Paulo Fonseca em entrevista a A BOLA

Paulo Fonseca rejeitou grande português e milhões sauditas: «Dinheiro ainda é secundário»

Treinador de 53 anos está em grande no Lyon e não lhe faltam soluções de carreira, mas quer pisar as melhores ligas. Rejeitou contratos milionários das arábias e revelou nega a um grande português. Em entrevista exclusiva a A BOLA, viagem pela atualidade à boleia de um dos mais prestigiados técnicos portugueses da atualidade

— Está de férias em Portugal. Sabe bem regressar?

— Sempre! Chegar ao nosso País é sempre um momento lindo, um momento de grande entusiasmo. Estamos lá fora, não temos grandes possibilidades de vir ao nosso País, e quando chegam as férias a primeira coisa que queremos fazer é regressar. Chegar aqui e ter este tempo, este sol que é único, a nossa comida, o que é bastante perigoso…

— Para a linha?

— Sim.. [risos]. Poder estar com as nossas famílias, com os nossos amigos. Muitos deles… passamos o ano sem ter contacto com essas pessoas. E é realmente um tempo importante para nós que estamos lá fora, podemos ver as nossas raízes.

— Revele-nos um pouco do seu contexto de férias: isolamento total do mundo do futebol, família e festa? Ou há margem para trabalhar?

 — É quase impossível desligarmos totalmente. Há questões que têm de ser trabalhadas. Esta questão do mercado… ainda hoje tenho, depois da entrevista, uma reunião com o scouting sobre a escolha de jogadores. Com a formação do próximo plantel. Acabamos por nunca desligar. Tento ter algum tempo depois, mais longe daqui, só com a família. Mas é praticamente impossível desligarmos totalmente. O tempo que estamos com a família é para estarmos realmente com a família, para desfrutar dos nossos filhos.

— Vai ter reunião para escolher jogadores… Está a pensar vir às compras a Portugal?

— Estamos obviamente atentos ao mercado português. Naturalmente, não podemos comprar nos grandes clubes. A situação financeira do Lyon, neste momento, não o permite, mas podem acontecer casos como o que aconteceu com Afonso Moreira. E estamos claramente atentos a clubes e jogadores, porque é um mercado apetecível.

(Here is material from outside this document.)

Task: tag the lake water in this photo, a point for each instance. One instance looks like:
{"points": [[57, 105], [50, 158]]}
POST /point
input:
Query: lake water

— Vai percorrer o caminho de acesso à fase de Liga da Liga dos Campeões. É um grande objetivo?

— É o nosso primeiro desafio e temos a possibilidade de entrar na Champions e, obviamente, isso muda um bocadinho a formação do plantel. As condições financeiras são totalmente diferentes e ainda mais para um clube que está bastante afetado do ponto de vista financeiro. A entrada na Liga dos Campeões é muito importante. Sabemos que vai ser difícil, mas queremos conseguir algo que o clube já não consegue há algum tempo. É extremamente importante para o clube neste momento.

— Lyon já esteve em grande na Europa, seguiu-se uma travessia do deserto, está novamente em ascensão e ficou em 4.º lugar na Ligue 1. Ficou satisfeito?

— Eu sei que nem toda a gente acompanha o campeonato francês em Portugal e com muita pena minha, porque é um dos mais competitivos na Europa. O PSG é claramente a equipa mais forte, tem outro poderio financeiro, mas temos o mesmo na Alemanha. O Bayern é como o PSG. E é um campeonato altamente competitivo, com estádios cheios, modernos, ambientes espetaculares. E o Lyon é um grande clube em França. Em França as pessoas são dos clubes das cidades. Mas vamos ao Lyon. É um grande clube, com excelentes condições. Mas o Lyon estava na segunda Liga [inicialmente condenado, mas decisão foi revertida após saída de John Textor], despromovido por questões financeiras. O início da época foi realmente muito difícil. A seguir entrou uma nova presidente [Michele Kang] e apresentou garantias de forma a que nos mantivéssemos na Liga, mas com grandes restrições financeiras. Tivemos de vender a maior parte dos jogadores mais valiosos. Com as contas controladas, sem praticamente poder contratar jogadores, tivemos de reduzir em 50% a massa salarial e construir um plantel que pudesse ambicionar grandes coisas no nosso campeonato. Superámos imenso as expectativas iniciais. Conseguir o quarto lugar foi algo de extraordinário e ter a possibilidade de poder entrar na Champions League é fantástico para o clube. Se comparamos o nosso orçamento com o de Estrasburgo ou Marselha… o quarto lugar para nós é realmente fantástico.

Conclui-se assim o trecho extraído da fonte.